Friday, March 27, 2009

So Grim, So True, So Real -- Part II

First, the answers to the questions:
1. We found the driver to be negligent solely by the act of drinking and driving.
2. We said no. What little bit of witness accounts we got say that he wasn't driving eratically or over the speed limit. It's extremely subjective, for sure.
3. We said no for basically the same reason as number two. We know he was over the yellow line when the accident ocurred, but we decided that either he swerved to avoid the other car if the other car was coming into his lane (which is not something totally unreasonable) or he took the turn wide (dangerous but not entirely unreasonable or "grossly" negligent). Again, very subjective. This was the huge thing since it made him not guilty of manslaughter, the worst charge.
4. This was the toughest. Was the other driver partly at fault because she was drunk? Because the teenagers saw her straddling the yellow line, did the defendant swerve to avoid her and, when she swerved back into her lane, they hit (therefore both/neither at fault)? We argued this back and forth for an hour. Then, at a total impasse, we broke for lunch to step back and mull it over. In the end, we found that the defendant was at fault (and therefore guilty of two of the homicide charges, four counts total). You're not allowed to speculate, you're only allowed to go by what the evidence says. And since nobody saw the cars right before impact, the only evidence we had was that, at the exact moment of impact, the defendant's car was in the wrong lane and the other car was in the right one. It might not even have been the alcohol, he could have just taken the turn wide. Either way, the evidence was what it was.

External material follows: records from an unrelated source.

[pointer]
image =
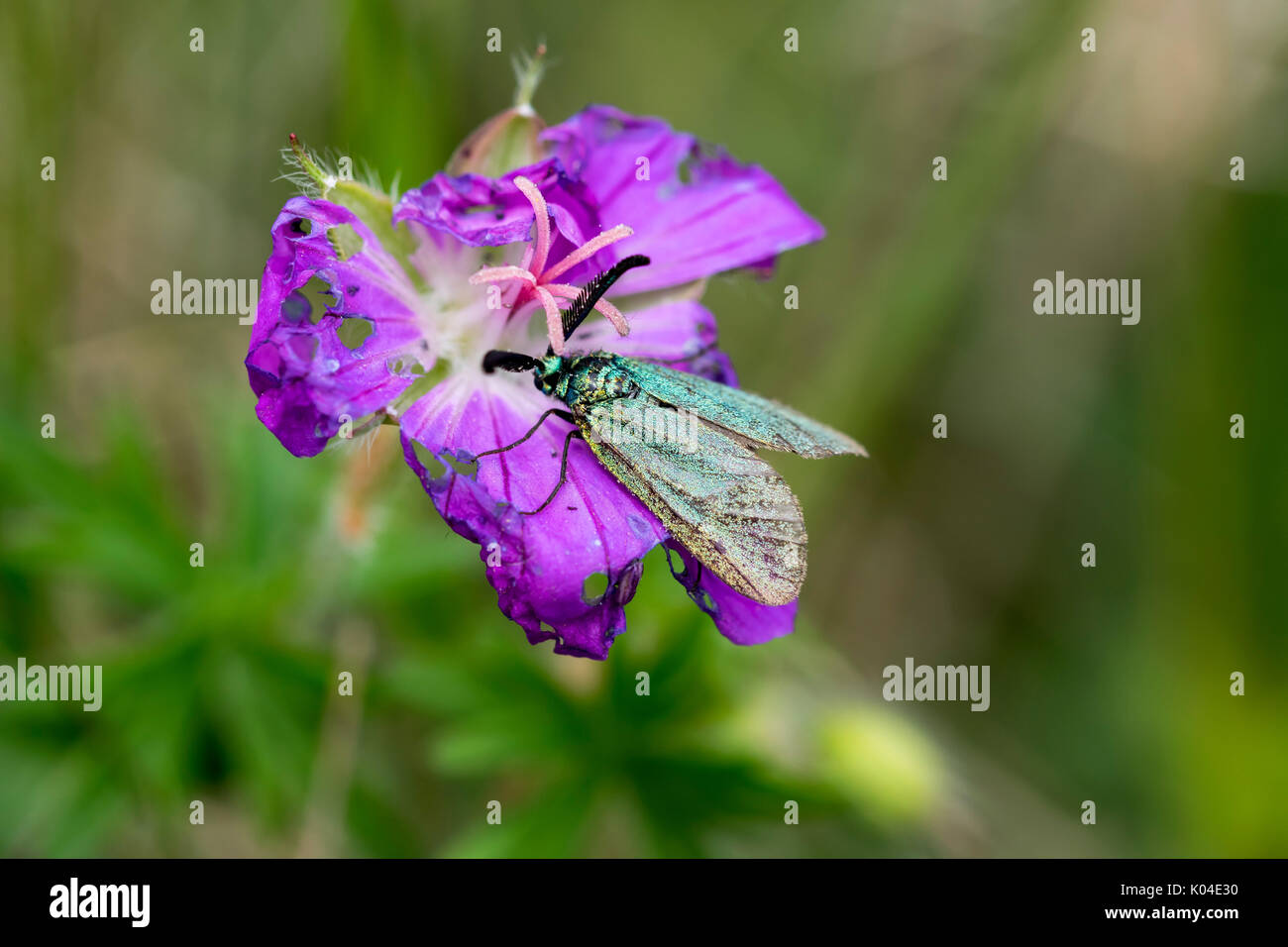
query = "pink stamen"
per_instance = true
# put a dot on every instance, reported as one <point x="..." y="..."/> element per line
<point x="589" y="249"/>
<point x="497" y="273"/>
<point x="554" y="320"/>
<point x="539" y="281"/>
<point x="539" y="206"/>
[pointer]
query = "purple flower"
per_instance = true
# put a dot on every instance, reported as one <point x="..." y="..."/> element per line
<point x="459" y="266"/>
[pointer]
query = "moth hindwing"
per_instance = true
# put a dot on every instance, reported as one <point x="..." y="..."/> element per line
<point x="722" y="502"/>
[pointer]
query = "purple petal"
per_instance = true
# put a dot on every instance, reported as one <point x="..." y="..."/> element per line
<point x="737" y="617"/>
<point x="698" y="213"/>
<point x="490" y="211"/>
<point x="682" y="334"/>
<point x="540" y="564"/>
<point x="304" y="375"/>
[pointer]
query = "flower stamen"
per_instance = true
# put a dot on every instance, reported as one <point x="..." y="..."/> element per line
<point x="539" y="281"/>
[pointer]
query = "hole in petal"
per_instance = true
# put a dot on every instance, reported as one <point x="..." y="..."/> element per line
<point x="467" y="468"/>
<point x="434" y="468"/>
<point x="355" y="330"/>
<point x="295" y="307"/>
<point x="592" y="587"/>
<point x="346" y="241"/>
<point x="317" y="299"/>
<point x="303" y="347"/>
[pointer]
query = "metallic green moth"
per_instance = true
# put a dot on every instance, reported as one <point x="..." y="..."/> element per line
<point x="708" y="487"/>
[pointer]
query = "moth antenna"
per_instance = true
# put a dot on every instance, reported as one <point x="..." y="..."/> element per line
<point x="507" y="361"/>
<point x="576" y="313"/>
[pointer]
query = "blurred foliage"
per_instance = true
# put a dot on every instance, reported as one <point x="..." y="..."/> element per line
<point x="1107" y="684"/>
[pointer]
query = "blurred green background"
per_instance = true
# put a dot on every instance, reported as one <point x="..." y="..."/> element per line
<point x="1108" y="684"/>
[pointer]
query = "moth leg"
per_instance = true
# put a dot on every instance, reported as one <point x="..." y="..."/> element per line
<point x="563" y="474"/>
<point x="561" y="412"/>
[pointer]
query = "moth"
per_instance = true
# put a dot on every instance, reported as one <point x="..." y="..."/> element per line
<point x="708" y="487"/>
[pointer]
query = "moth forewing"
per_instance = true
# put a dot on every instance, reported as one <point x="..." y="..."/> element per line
<point x="721" y="501"/>
<point x="759" y="420"/>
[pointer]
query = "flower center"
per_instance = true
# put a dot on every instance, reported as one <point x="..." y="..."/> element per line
<point x="539" y="281"/>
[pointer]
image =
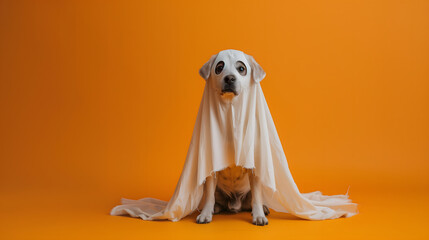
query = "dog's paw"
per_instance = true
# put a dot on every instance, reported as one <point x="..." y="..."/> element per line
<point x="217" y="209"/>
<point x="204" y="218"/>
<point x="260" y="220"/>
<point x="266" y="210"/>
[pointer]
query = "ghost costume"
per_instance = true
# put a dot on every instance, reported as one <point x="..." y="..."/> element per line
<point x="237" y="132"/>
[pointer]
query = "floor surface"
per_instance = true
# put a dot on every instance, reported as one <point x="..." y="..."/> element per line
<point x="36" y="215"/>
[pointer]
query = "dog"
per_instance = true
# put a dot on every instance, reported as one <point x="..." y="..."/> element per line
<point x="235" y="188"/>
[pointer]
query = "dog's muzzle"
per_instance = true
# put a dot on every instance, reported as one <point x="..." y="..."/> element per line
<point x="229" y="85"/>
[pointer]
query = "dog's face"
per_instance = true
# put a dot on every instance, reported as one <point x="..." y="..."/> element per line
<point x="231" y="71"/>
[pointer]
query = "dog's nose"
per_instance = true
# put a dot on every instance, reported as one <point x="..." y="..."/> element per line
<point x="230" y="79"/>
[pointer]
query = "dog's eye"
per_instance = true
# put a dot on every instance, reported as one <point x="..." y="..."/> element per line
<point x="219" y="67"/>
<point x="241" y="68"/>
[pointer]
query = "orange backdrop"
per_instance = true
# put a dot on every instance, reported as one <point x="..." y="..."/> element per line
<point x="99" y="98"/>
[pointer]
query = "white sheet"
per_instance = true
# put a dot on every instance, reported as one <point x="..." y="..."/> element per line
<point x="240" y="132"/>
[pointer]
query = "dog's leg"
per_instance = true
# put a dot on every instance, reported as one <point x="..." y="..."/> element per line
<point x="257" y="208"/>
<point x="207" y="212"/>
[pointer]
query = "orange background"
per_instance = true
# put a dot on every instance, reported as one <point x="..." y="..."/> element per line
<point x="99" y="98"/>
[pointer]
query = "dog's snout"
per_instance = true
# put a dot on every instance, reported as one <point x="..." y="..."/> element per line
<point x="230" y="79"/>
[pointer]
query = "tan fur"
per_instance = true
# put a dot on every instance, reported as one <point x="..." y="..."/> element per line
<point x="233" y="180"/>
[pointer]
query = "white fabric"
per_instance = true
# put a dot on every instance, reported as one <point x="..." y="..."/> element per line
<point x="238" y="132"/>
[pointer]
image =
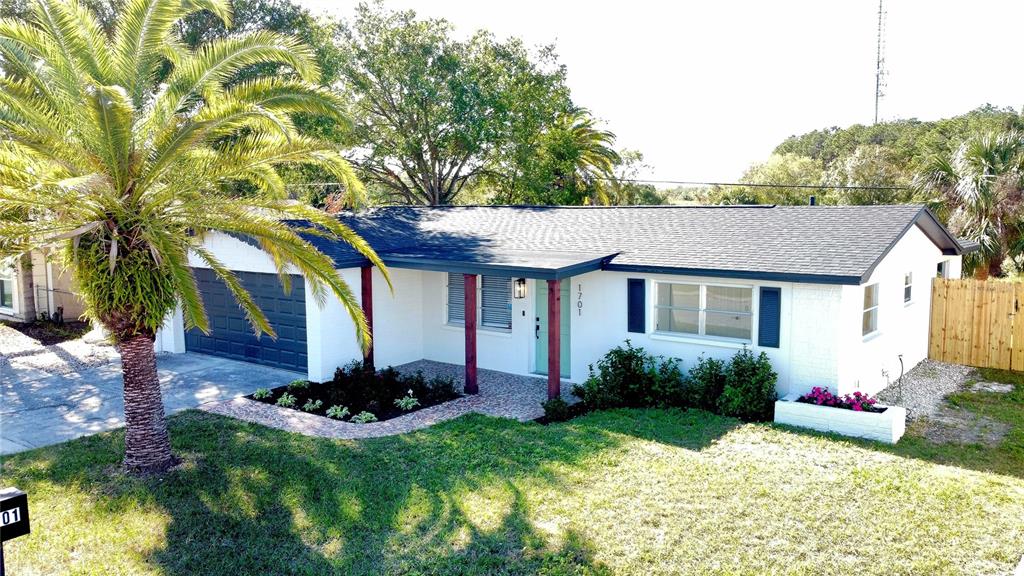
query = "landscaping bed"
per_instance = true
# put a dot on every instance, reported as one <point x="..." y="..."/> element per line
<point x="360" y="395"/>
<point x="48" y="332"/>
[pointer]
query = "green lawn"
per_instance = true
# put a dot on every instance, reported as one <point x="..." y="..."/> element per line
<point x="625" y="492"/>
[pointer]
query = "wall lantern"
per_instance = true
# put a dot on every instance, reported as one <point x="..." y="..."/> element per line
<point x="519" y="290"/>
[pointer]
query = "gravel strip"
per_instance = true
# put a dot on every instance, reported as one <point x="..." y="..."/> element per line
<point x="22" y="354"/>
<point x="926" y="386"/>
<point x="502" y="395"/>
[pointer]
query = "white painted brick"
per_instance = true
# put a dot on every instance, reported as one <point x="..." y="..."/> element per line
<point x="886" y="426"/>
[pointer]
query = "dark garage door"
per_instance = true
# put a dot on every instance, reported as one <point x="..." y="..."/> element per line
<point x="231" y="336"/>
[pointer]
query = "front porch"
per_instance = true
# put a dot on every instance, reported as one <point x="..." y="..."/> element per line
<point x="532" y="337"/>
<point x="501" y="395"/>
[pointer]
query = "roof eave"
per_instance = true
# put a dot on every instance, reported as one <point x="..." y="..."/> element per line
<point x="737" y="274"/>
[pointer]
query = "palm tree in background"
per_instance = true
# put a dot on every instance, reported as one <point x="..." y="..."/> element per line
<point x="124" y="175"/>
<point x="980" y="191"/>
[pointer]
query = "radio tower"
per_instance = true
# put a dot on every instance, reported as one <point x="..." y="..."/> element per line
<point x="880" y="60"/>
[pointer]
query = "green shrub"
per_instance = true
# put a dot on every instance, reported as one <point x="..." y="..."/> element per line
<point x="705" y="383"/>
<point x="337" y="412"/>
<point x="407" y="403"/>
<point x="287" y="401"/>
<point x="364" y="418"/>
<point x="750" y="387"/>
<point x="556" y="410"/>
<point x="630" y="377"/>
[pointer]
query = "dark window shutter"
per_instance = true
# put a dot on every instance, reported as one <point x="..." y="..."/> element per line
<point x="636" y="304"/>
<point x="769" y="318"/>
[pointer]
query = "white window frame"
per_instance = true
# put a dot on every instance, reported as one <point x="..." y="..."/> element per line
<point x="479" y="306"/>
<point x="701" y="312"/>
<point x="875" y="309"/>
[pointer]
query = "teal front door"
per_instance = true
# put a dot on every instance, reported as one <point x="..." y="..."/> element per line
<point x="541" y="327"/>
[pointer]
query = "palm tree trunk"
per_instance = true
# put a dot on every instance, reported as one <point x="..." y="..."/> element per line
<point x="147" y="446"/>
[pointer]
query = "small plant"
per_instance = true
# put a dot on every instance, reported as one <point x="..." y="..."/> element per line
<point x="556" y="410"/>
<point x="750" y="387"/>
<point x="337" y="412"/>
<point x="408" y="402"/>
<point x="286" y="401"/>
<point x="364" y="418"/>
<point x="858" y="401"/>
<point x="705" y="383"/>
<point x="629" y="376"/>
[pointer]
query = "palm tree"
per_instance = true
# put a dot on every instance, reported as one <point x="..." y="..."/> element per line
<point x="584" y="157"/>
<point x="980" y="190"/>
<point x="121" y="151"/>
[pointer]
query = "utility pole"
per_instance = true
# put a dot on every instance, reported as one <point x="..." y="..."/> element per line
<point x="880" y="60"/>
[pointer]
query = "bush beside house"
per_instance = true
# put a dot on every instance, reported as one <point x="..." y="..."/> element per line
<point x="358" y="388"/>
<point x="630" y="377"/>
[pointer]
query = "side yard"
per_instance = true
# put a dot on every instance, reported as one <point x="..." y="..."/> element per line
<point x="622" y="491"/>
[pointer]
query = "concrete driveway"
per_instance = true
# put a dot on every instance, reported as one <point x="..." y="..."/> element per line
<point x="39" y="408"/>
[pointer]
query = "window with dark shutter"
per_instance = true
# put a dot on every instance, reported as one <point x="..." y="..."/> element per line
<point x="636" y="306"/>
<point x="495" y="297"/>
<point x="769" y="317"/>
<point x="457" y="299"/>
<point x="496" y="301"/>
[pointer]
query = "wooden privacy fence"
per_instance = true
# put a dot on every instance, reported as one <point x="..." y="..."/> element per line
<point x="975" y="322"/>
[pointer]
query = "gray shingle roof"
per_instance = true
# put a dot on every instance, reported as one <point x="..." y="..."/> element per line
<point x="838" y="244"/>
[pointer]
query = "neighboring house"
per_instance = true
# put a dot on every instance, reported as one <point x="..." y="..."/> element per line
<point x="50" y="283"/>
<point x="834" y="295"/>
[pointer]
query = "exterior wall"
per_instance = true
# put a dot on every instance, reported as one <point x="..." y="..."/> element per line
<point x="505" y="351"/>
<point x="870" y="363"/>
<point x="53" y="288"/>
<point x="820" y="341"/>
<point x="808" y="340"/>
<point x="14" y="312"/>
<point x="398" y="333"/>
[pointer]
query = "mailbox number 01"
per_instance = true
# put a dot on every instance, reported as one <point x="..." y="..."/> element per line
<point x="12" y="516"/>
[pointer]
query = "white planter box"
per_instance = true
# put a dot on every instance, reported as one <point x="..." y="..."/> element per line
<point x="884" y="426"/>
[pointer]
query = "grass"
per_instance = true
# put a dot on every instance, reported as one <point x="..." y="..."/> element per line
<point x="620" y="492"/>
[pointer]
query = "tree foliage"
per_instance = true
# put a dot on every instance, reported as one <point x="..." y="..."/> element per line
<point x="979" y="189"/>
<point x="432" y="113"/>
<point x="860" y="164"/>
<point x="119" y="149"/>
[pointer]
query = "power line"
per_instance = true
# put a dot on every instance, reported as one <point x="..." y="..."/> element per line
<point x="693" y="182"/>
<point x="744" y="184"/>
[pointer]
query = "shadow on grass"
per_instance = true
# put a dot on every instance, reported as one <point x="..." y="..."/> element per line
<point x="443" y="500"/>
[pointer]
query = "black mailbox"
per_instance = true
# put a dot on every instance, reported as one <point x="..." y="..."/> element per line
<point x="13" y="513"/>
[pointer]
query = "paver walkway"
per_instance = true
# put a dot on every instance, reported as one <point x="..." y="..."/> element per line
<point x="508" y="396"/>
<point x="44" y="403"/>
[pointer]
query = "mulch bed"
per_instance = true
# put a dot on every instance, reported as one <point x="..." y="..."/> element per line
<point x="365" y="391"/>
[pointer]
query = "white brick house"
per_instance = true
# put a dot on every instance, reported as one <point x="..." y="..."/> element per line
<point x="834" y="295"/>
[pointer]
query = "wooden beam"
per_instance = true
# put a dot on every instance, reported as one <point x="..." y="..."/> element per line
<point x="469" y="287"/>
<point x="367" y="278"/>
<point x="554" y="338"/>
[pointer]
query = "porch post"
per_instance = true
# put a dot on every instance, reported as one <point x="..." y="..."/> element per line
<point x="367" y="278"/>
<point x="554" y="338"/>
<point x="469" y="287"/>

So we had witnesses crying, we had the slick defense consultant, we had overdramatic closing statements. It was way more like TV than I ever thought it would be. I'm sure most trials are not like that. Basically, the trial is a play that the actors are putting on for fourteen people sitting in a little box. They all talk to you. They make sure you can see every picture and piece of evidence. At the end, twelve of those fourteen people go into a little room and decide how the play is going to end. It's crazy, but it's fascinating and it gave me a lot of faith in our justice system. You can see how everything is set up to ensure a fair trial and to protect the defendant as much as possible. Again, I'm sure that's not true in every case.

The most intriguing part for me was the deliberation. For two days, we had heard all of this testimony and seen all of this evidence and we weren't allowed to say one thing about it out loud. Couldn't tell friends and family, couldn't talk to the attorneys or witnesses, couldn't talk to the other jurors. Finally, they shut you into the room and everything just comes blurting out. You talk about who you liked and didn't like, which witnesses annoyed you, what testimony moved you. When you get down to business, it becomes the MBA project from hell. Everybody has done some sort of group project, but in business school you work on a lot of case studies and you approach all of them in a specific way. Twelve people working on a group project, all have to agree, you've been given some evidence but in pieces that need to be put together. My business school training definitely allowed me to take a leadership role as a consensus builder, first finding all of the common ground and putting it aside and then working on the few differences in opinion. The hell part comes from the fact that someone's life hangs in the balance and nobody is going to tell you if you got the right answer. As the verdict was read, I looked at the attorneys to see if there was any reaction as to whether they were surprised or disappointed. Nothing. So we know the defendant's family was happy that we found him not guilty of the worst charge, manslaughter, but otherwise we wait until he's sentenced and call up the judge so we can find out and get closure.

2 comments:

Anonymous said...

I'd love to talk with you sometime to hear more about the deliberations and thinking behind that particular combination of verdicts. Specifically, I don't see the logic for saying yes to the fourth question in the context of the answers and reasons for the first three questions. But maybe I'm just not clear on what the "reasonable doubt" threshold really means.

Josh said...

Definitely. We can talk more about it at length, but as we understood it, "reasonable doubt" means any doubt that a person could reach, through reasoning, given the specific evidence. It's so hard to take speculation out of it, but you're instructed to by the judge.